Medicare patients with Part D prescription drug plans and Medicare Advantage plans will have an easier time paying for insulin beginning in the 2021 plan year, according to a news release from the U.S. Centers for Medicare and Medicaid Services.
The release says that co-pay prices for a month supply of the drug will be capped at $35, saving patients an average $446, or 66 percent. This move builds on the Trump administration’s previously announced 13.5 percent decline in the average monthly basic Part D premium.

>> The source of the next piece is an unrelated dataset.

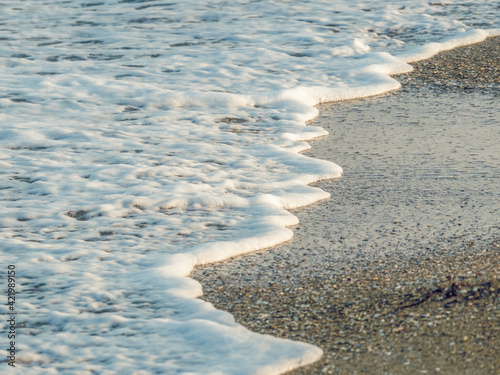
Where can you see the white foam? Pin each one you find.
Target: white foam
(140, 139)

Part D sponsors can offer prescription drug plans that provide lower cost-sharing, but when they do the sponsor accrues costs that pharmaceutical manufacturers would pay which are then passed on to the patient in the form of higher premiums. The new model addresses this by allowing manufacturers to continue paying their full coverage gap discount, even when a plan offers lower cost-sharing, and requiring participating plans to lower cost-sharing, the release says.
“This market-based solution, in which insulin manufacturers and Part D sponsors compete to provide lower costs and higher quality for patients, will allow seniors to choose a Part D plan that covers their insulin at an average 66 percent lower out-of-pocket cost throughout the year,” CMS Administrator Seema Verma says in the release.
In a November 2019 article published at Mayoclinicproceedings.org, Vincent Rajkumar, MD, of the Division of Hematology at the Mayo Clinic, found that the most commonly used forms of insulin cost 10 times more in America than in any other developed country.
Rajkumar writes that the reasons for the high cost of the drug include:
· Patients who use the drug are a vulnerable population willing to pay the high cost
· Manufacturers have a virtual monopoly/oligopoly
· Patient abuse and ever-greening
· Barriers to a biosimilar’s entry into the market
· Pharmacy benefit managers and other middlemen who benefit from the higher prices
· The lobbying power of insulin manufacturers
When it comes to helping patients receive insulin without breaking their banks, Rajkumar suggests that physicians discuss affordability with their patients, be aware of sources of information on price, create practice guidelines that take cost into account, show a preference for lower-cost bio-similars in formularies, and advocate on behalf of their patients for lower prices.